But for the most part, people come up with their own idiosyncratic ways of describing stuff. And Open Context's main assumption is that stuff is related via contextual relationships, that a certain record will have relationships to other records that we can describe. So a lot of the you know, we're very sort of flexible, I guess, in terms of the different kinds of schemas that we accept in terms of especially with descriptive attributes. The the hard thing really centers in making sure that we're understanding the identifiers correctly in the source dataset.

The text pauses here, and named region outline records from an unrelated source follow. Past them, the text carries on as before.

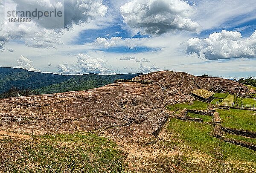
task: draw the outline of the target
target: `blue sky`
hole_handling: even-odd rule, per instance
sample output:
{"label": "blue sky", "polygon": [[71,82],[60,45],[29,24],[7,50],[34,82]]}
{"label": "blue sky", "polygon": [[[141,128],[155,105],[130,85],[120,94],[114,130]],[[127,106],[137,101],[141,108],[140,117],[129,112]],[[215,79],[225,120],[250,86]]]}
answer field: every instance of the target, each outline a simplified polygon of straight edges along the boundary
{"label": "blue sky", "polygon": [[63,5],[65,16],[64,26],[53,29],[49,26],[54,21],[48,19],[7,25],[0,21],[2,67],[64,75],[168,69],[256,76],[253,0],[45,0],[30,6],[7,1],[15,9]]}

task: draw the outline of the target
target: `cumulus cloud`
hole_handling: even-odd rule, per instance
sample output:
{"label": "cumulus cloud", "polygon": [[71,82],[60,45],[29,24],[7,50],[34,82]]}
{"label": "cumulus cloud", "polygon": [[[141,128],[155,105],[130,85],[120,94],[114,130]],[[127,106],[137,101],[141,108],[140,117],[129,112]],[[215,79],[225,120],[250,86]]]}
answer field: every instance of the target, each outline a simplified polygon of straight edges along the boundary
{"label": "cumulus cloud", "polygon": [[188,54],[196,53],[208,60],[256,57],[256,31],[249,37],[242,38],[238,32],[222,30],[208,38],[191,38],[186,43]]}
{"label": "cumulus cloud", "polygon": [[87,22],[88,19],[103,17],[108,12],[102,0],[65,0],[65,24],[79,24]]}
{"label": "cumulus cloud", "polygon": [[120,8],[124,23],[153,35],[175,30],[198,32],[199,25],[189,18],[194,11],[181,0],[133,0]]}
{"label": "cumulus cloud", "polygon": [[124,46],[128,47],[130,49],[135,48],[135,43],[137,43],[139,39],[134,38],[123,39],[121,37],[112,37],[111,38],[97,37],[94,41],[94,44],[100,47],[106,48],[109,47]]}
{"label": "cumulus cloud", "polygon": [[138,72],[141,73],[149,73],[154,70],[157,70],[159,69],[159,67],[156,66],[154,64],[152,64],[150,66],[144,66],[141,63],[140,65],[140,67],[138,70]]}
{"label": "cumulus cloud", "polygon": [[135,58],[133,57],[123,57],[120,58],[120,60],[122,61],[130,61],[134,60]]}
{"label": "cumulus cloud", "polygon": [[[107,7],[102,0],[6,0],[11,11],[52,11],[56,8],[63,11],[63,17],[33,18],[32,22],[9,23],[0,21],[0,50],[5,43],[13,39],[21,39],[27,46],[34,48],[56,48],[64,27],[70,29],[75,25],[86,23],[89,19],[105,15]],[[0,7],[3,6],[0,4]],[[62,10],[61,10],[61,9]],[[1,10],[3,11],[2,10]],[[4,11],[4,10],[3,10]],[[0,15],[2,19],[4,17]]]}
{"label": "cumulus cloud", "polygon": [[146,58],[142,58],[140,60],[140,62],[150,62],[150,60]]}
{"label": "cumulus cloud", "polygon": [[14,52],[14,50],[12,49],[12,48],[9,48],[8,49],[8,51],[9,51],[10,52]]}
{"label": "cumulus cloud", "polygon": [[94,44],[105,48],[116,46],[117,43],[122,40],[122,37],[112,37],[111,39],[106,39],[105,38],[97,37],[94,41]]}
{"label": "cumulus cloud", "polygon": [[101,58],[94,58],[87,55],[79,54],[77,62],[74,64],[60,64],[57,66],[58,72],[64,74],[95,73],[100,74],[110,71],[105,67],[105,61]]}
{"label": "cumulus cloud", "polygon": [[41,70],[36,69],[34,66],[31,65],[31,63],[32,62],[32,61],[22,55],[20,56],[20,58],[17,60],[17,63],[16,64],[16,68],[20,68],[21,69],[34,72],[41,72]]}

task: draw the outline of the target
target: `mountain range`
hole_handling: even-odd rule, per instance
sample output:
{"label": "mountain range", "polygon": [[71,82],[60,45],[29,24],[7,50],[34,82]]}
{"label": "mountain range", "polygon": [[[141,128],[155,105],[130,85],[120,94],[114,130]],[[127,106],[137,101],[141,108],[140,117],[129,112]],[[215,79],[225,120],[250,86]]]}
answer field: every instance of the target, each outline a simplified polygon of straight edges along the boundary
{"label": "mountain range", "polygon": [[12,86],[29,88],[38,94],[81,91],[97,88],[117,79],[129,80],[142,74],[64,75],[29,71],[23,69],[0,67],[0,93]]}

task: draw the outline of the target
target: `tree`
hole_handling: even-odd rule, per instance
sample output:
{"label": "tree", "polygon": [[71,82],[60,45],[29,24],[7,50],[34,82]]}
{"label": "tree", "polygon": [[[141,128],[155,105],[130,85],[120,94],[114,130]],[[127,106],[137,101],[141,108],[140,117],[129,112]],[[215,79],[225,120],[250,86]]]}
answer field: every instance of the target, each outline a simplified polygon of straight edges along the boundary
{"label": "tree", "polygon": [[8,91],[0,94],[0,98],[31,95],[36,94],[36,93],[34,90],[29,88],[19,89],[15,86],[12,86]]}

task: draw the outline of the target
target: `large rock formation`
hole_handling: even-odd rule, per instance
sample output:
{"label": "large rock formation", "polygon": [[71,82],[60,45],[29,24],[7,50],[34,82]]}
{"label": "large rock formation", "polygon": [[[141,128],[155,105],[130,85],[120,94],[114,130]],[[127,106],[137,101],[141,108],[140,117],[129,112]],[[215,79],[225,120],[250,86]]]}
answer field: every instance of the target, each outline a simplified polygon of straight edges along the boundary
{"label": "large rock formation", "polygon": [[154,83],[120,82],[86,91],[0,99],[0,128],[37,134],[96,131],[116,141],[157,136],[168,117],[165,106],[192,101],[188,94],[192,90],[247,90],[228,80],[170,71],[134,79]]}

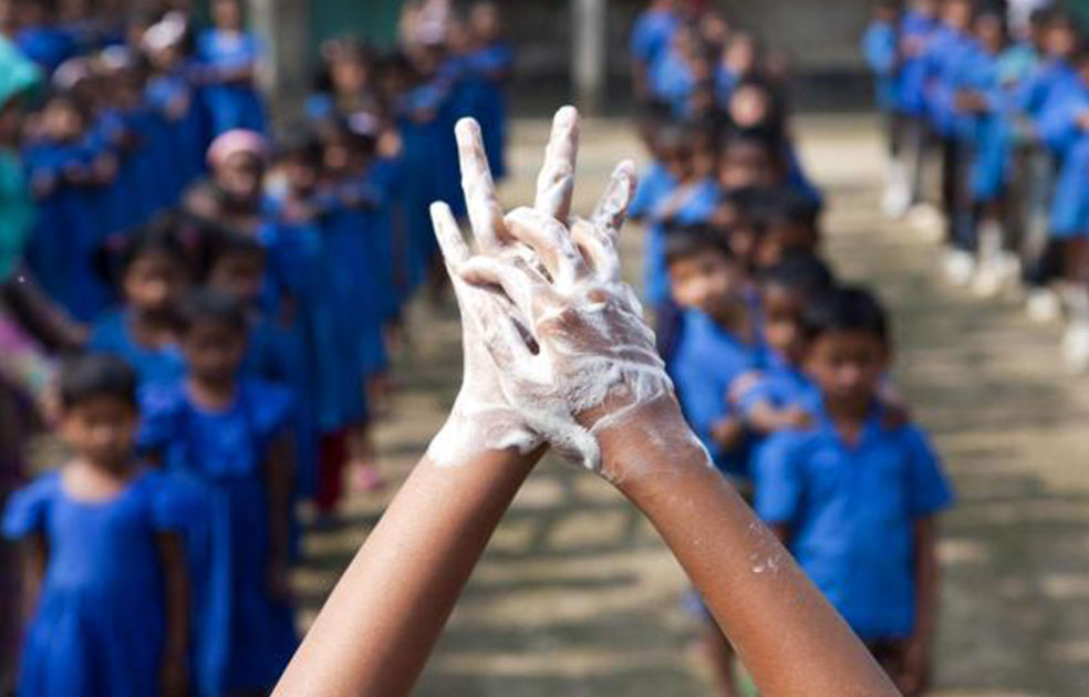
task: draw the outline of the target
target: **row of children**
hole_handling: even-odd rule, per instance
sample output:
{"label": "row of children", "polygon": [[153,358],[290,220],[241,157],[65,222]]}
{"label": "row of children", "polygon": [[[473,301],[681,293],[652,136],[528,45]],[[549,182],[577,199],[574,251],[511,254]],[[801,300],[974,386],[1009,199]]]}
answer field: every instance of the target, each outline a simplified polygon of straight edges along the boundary
{"label": "row of children", "polygon": [[[35,31],[66,31],[51,3],[30,6],[50,10],[20,15]],[[0,75],[29,75],[0,92],[0,163],[12,164],[0,221],[21,220],[23,238],[3,269],[0,364],[30,357],[23,379],[0,384],[50,402],[71,452],[4,512],[27,571],[20,695],[274,684],[297,641],[295,504],[332,513],[346,467],[361,488],[382,483],[367,427],[402,306],[437,268],[427,206],[463,200],[456,118],[486,126],[501,171],[511,55],[492,6],[461,17],[408,3],[388,55],[330,42],[307,123],[276,145],[256,118],[258,44],[241,4],[214,2],[208,32],[172,6],[147,22],[126,14],[128,48],[65,56],[48,81],[52,65],[20,55],[31,24],[0,39]],[[194,53],[190,34],[212,39]],[[224,101],[204,80],[209,41],[227,56]],[[166,54],[170,67],[156,67]],[[178,91],[155,111],[160,79]],[[115,124],[125,90],[133,114]],[[196,114],[191,132],[175,107]],[[156,125],[138,131],[145,116]],[[9,326],[27,351],[9,354]],[[58,371],[59,353],[82,357]],[[24,439],[2,443],[4,497],[25,471]],[[2,569],[6,600],[20,596],[18,568]],[[13,674],[20,654],[4,648]]]}
{"label": "row of children", "polygon": [[[725,27],[660,1],[633,38],[637,76],[662,62],[691,69],[686,55],[708,52],[745,53],[748,65],[707,112],[674,103],[643,122],[652,163],[632,215],[645,222],[644,294],[660,350],[724,476],[903,693],[919,695],[936,614],[935,517],[953,493],[892,386],[884,309],[820,258],[821,196],[794,153],[780,66]],[[680,74],[660,87],[691,105]],[[666,93],[641,94],[661,115]],[[775,572],[764,564],[754,560],[754,573]],[[708,620],[716,694],[739,694],[728,642],[689,600]]]}
{"label": "row of children", "polygon": [[[1068,322],[1089,368],[1089,52],[1075,17],[1037,2],[878,4],[863,49],[888,115],[884,208],[942,220],[944,269],[992,297],[1023,282],[1038,321]],[[938,186],[929,154],[940,153]],[[940,191],[941,216],[925,204]],[[940,225],[940,223],[938,223]]]}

So context identifiers are the thing that, we focus a lot of attention on. And the other thing is just, you know, what is it that is being described is 1 of the things that we would care a lot about. So sometimes, depending on the way that somebody structures the dataset, there could be multiple records, say, they're just using a flat table like an Excel spreadsheet. 1, multiple, records are describing the same thing. It's just that they wanna provide add multiple attributes to that 1 thing. So like a a, a coin might have multiple, motifs that are on it, and they would have multiple rows in the spreadsheet to to add that there's multiple motifs on a certain coin or a certain pot shirt or whatever.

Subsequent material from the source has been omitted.